Die Diskussion über die Pläne des neuen Innen- und Heimatministers Seehofer zur
Errichtung von sog. Ankerzentren hat schneller als gedacht die Rhein-Neckar-Region
erreicht.

Wir in Dossenheim haben gute Erfahrungen mit dezentralen Lösungen gemacht,
gerade auch bei der Folgeunterbringung in privat angemieteten Wohnungen. Die Gemeinde
hat zudem beschlossen, am Gassenweg ein Haus für sozial Bedürftige mit
Wohnberechtigungsschein, einschließlich anerkannter Flüchtlinge, zu bauen- all dies sind
auch aus grüner Sicht Schlüsselkonzepte für eine gelungene und zügige Integration.
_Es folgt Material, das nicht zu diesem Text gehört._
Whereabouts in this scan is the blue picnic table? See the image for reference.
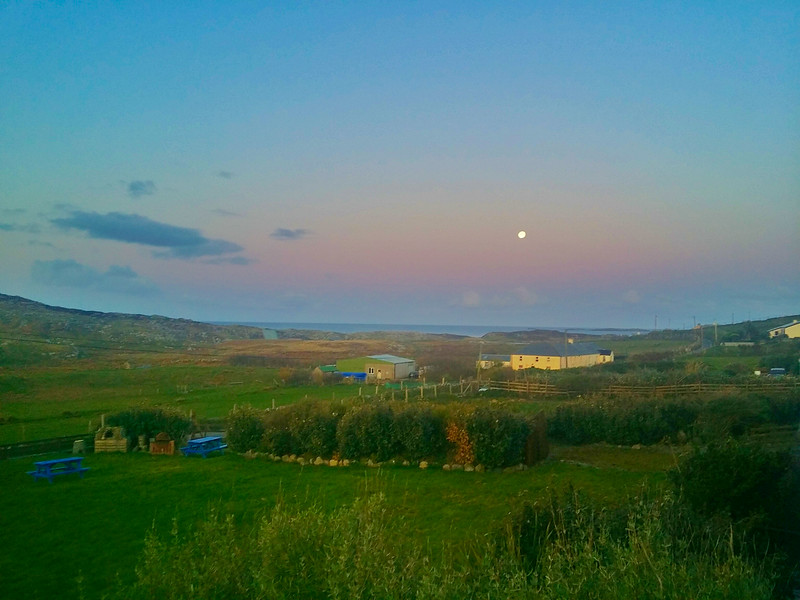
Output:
[28,456,89,483]
[181,435,228,458]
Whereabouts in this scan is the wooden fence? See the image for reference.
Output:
[483,381,800,396]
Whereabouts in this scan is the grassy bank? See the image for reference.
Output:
[0,447,670,598]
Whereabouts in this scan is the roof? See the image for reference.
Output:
[517,342,602,356]
[481,354,511,362]
[769,320,800,331]
[367,354,414,365]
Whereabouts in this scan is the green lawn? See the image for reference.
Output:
[0,365,374,444]
[0,446,669,599]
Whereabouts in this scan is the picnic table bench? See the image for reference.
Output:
[28,456,89,483]
[181,435,228,458]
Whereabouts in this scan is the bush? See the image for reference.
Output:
[547,399,699,446]
[107,408,192,447]
[394,404,445,461]
[259,407,300,456]
[284,402,343,458]
[227,406,266,452]
[467,407,531,468]
[670,440,800,525]
[336,404,397,461]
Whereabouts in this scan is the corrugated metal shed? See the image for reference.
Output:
[369,354,414,365]
[519,342,600,356]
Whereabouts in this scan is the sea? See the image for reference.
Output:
[217,321,649,337]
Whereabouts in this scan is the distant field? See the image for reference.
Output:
[0,365,374,443]
[0,446,668,600]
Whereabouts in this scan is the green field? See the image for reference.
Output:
[0,365,375,444]
[0,446,673,599]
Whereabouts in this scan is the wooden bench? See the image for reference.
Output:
[181,435,228,458]
[28,456,89,483]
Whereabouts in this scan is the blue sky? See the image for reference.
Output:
[0,2,800,328]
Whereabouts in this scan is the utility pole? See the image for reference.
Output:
[478,340,483,385]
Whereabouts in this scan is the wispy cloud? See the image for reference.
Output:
[31,259,159,296]
[211,208,242,217]
[128,179,156,198]
[203,256,256,266]
[269,227,311,241]
[622,290,642,304]
[0,223,40,233]
[454,286,542,308]
[51,211,243,259]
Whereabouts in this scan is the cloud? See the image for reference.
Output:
[622,290,642,304]
[455,286,541,308]
[269,227,311,241]
[128,180,156,198]
[0,223,40,233]
[31,259,159,296]
[203,256,256,266]
[211,208,242,217]
[51,211,243,258]
[459,290,481,308]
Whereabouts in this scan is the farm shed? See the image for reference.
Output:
[478,354,511,369]
[336,354,417,381]
[511,342,614,371]
[769,320,800,338]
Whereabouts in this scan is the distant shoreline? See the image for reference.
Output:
[213,321,650,337]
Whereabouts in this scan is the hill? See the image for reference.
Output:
[0,294,264,347]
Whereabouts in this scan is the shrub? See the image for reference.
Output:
[108,408,192,446]
[285,402,342,457]
[394,404,445,461]
[336,404,397,461]
[227,406,266,452]
[446,421,475,465]
[259,407,300,456]
[467,407,531,468]
[670,440,800,521]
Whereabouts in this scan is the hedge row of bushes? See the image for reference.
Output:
[548,392,800,445]
[227,402,548,468]
[107,408,192,447]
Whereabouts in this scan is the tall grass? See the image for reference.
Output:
[111,493,772,600]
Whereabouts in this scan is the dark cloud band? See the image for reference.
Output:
[51,211,242,258]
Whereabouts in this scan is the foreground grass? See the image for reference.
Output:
[0,365,367,444]
[0,448,665,598]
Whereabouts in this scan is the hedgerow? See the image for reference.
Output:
[548,392,800,445]
[228,402,547,468]
[107,408,192,446]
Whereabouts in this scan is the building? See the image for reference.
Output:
[336,354,417,381]
[478,354,511,369]
[511,342,614,371]
[769,319,800,338]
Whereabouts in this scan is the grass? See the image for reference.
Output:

Wie uns jetzt aber unser örtlicher Landtagsabgeordneter, der grüne Innen-Experte
Uli-Sckerl, mitgeteilt hat, plant die Bundesregierung eines der sog. Ankerzentren in unserer
"Metropolnachbarstadt" Mannheim. Wir Grünen sind uns mit dem Mannheimer
Oberbürgermeister Peter Kurz und vielen anderen Beteiligten einig, dass es durchaus
sinnvoll ist, die Registrierung von Asylbewerbern und Flüchtlingen gebündelt zu bearbeiten.
Uli Sckerl dazu: "Wir befürworten die Position der Stadt Mannheim, die Einrichtung eines
Registrierungszentrums nach dem Heidelberger Modell zu prüfen." Längere Aufenthalte in
Massenunterkünften, wie Seehofer sie plant, sind jedoch unzumutbar und ein idealer
Nährboden für Konflikte und Kriminalität. "Die Erfahrungen aus dem Transitzentrum
Manching bei Ingolstadt lassen nichts Gutes hoffen", so Sckerl. Wir Dossenheimer Grünen
unterstützen weiter die dezentrale Arbeit für die Integration von Flüchtlingen und danken
allen vor Ort Engagierten sehr für ihre wichtige und menschliche Arbeit!